Post your truth, experiences and and advice below!

 

9 Responses

  1. I’m so excited for you guys! We are facing the same problems here soon in September with #2 on the way. I don’t have much to offer you for advice, but I will be looking forward to reading about how you figure I out for the rest of us Good luck! You guys are awesome!

  2. Get help. All those friends and family members who stop by to see the baby are also (I’m guessing) the ones who love your twins! People love to know how they can help, so give them a job! Also, having a baby the second time around was so much easier for us than the first time. Don’t expect exhaustion necessarily. You have many more skills than you did in round one. The leap from no kid to parent is much bigger than from 2 to 3 kids. Enjoy the adventure!

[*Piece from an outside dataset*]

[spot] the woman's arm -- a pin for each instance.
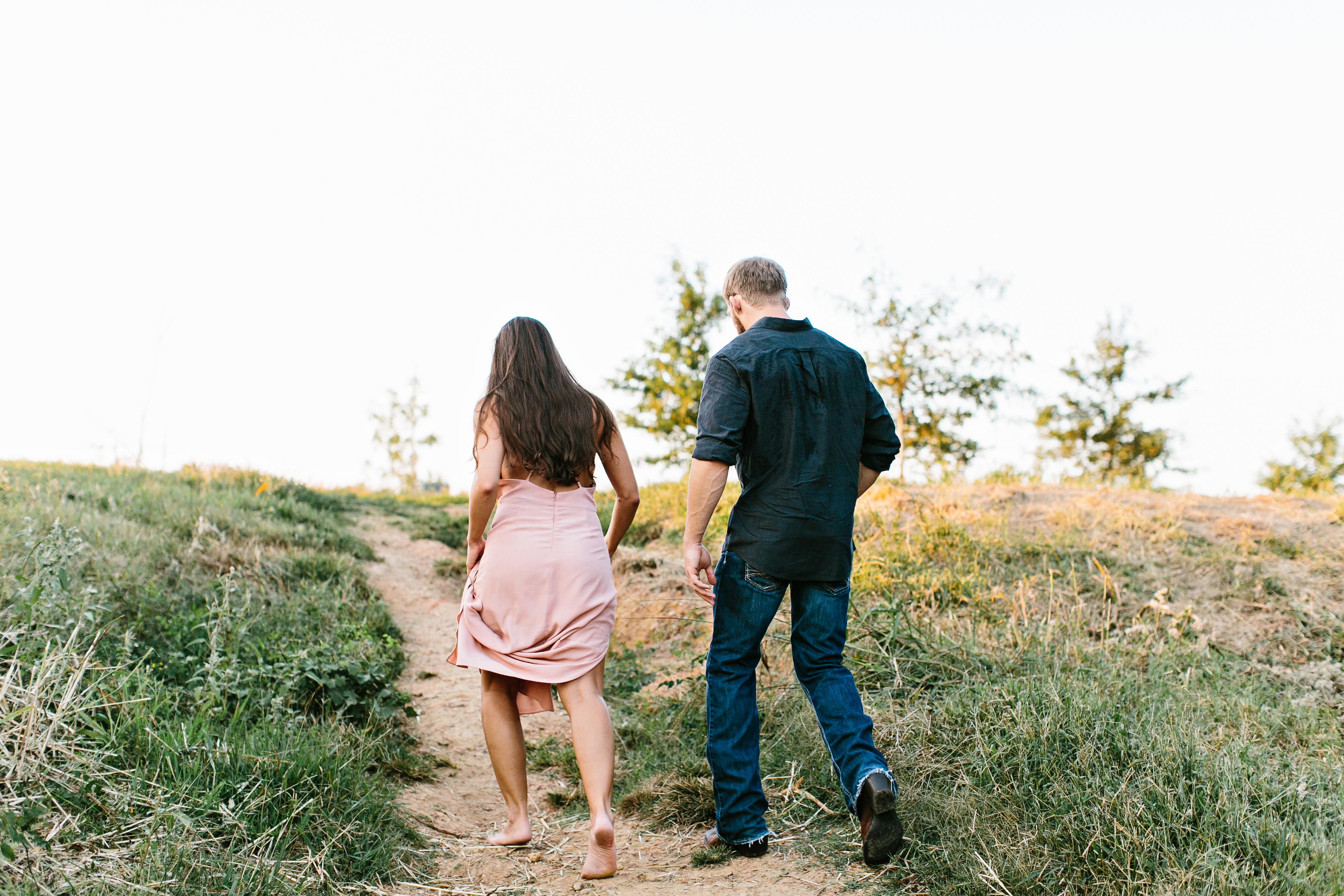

    1. See, that is what I have been telling myself: chin up, it’s going to be easier this time! I think I’m trying to remain optimistic of this while at the same time trying to prepare myself for the shock of returning to Baby Jail. It’s been so long since I’ve been there and I’ve probably forgotten so much…
      I wonder if you remember what aspects of having your second baby came as a shocking reminder? What was sleeping like for you and your family the second time around?
      Thanks for the comment!

  3. Yes patience for sure! But also, staying in the moment. Looking ahead and being concerned with what ifs in the future or looking back to the simpler days or what worked yesterday that isn’t working today gets you no where. All that matters is that moment. Make your decisions based on that moment. You can’t change the past and can’t predict the future. Don’t waste your time during those crazy early days trying to do so.

  4. My simplified but honest to goodness answer is to not let you think about any of this for the first six weeks. Not two. Not four. But six. It’s moment by moment.

    And each moment you ask yourself what can we do this moment that is the best for everyone or the best for the person who needs it the most in that moment. If the twins just had a wonderful fulfilling morning and mom is exhausted, the next moment will be best spent with the boys playing independently or quiet time in their room or the TV, while dad holds the baby and mom sleeps. If grocery shopping is needed for a perfectly well rounded meal but everyone is happy at home and there is an opportunity for downtime, you would be foolish to fit in a grocery trip when the less than perfect meal is perfectly fine for that moment.

    Nothing good comes from the what ifs, how will we ever, guilt, worry, or desire to be super people during the first six weeks. I promise.

    Also, hormones are a real deal and also regulate significantly after six weeks.

    And if you are really at a loss (while this is biased), leave mom with baby and dad and the boys fend for themselves. Mom and baby get too priority, sorry to say.

    After six (not two, not four) weeks, you can reevaluate and attempt to make a plan.

    Good luck!! So excited for you :)

    1. Great perspective. I think the theme I see in what you are relating is a theme of patience. I bet this is what Sarah and I struggle with more than anything else! Sometimes it’s so hard to just be patient, especially with ourselves.

      Waiting six weeks to reevaluate and make a plan is some solid advice, thank you for commenting!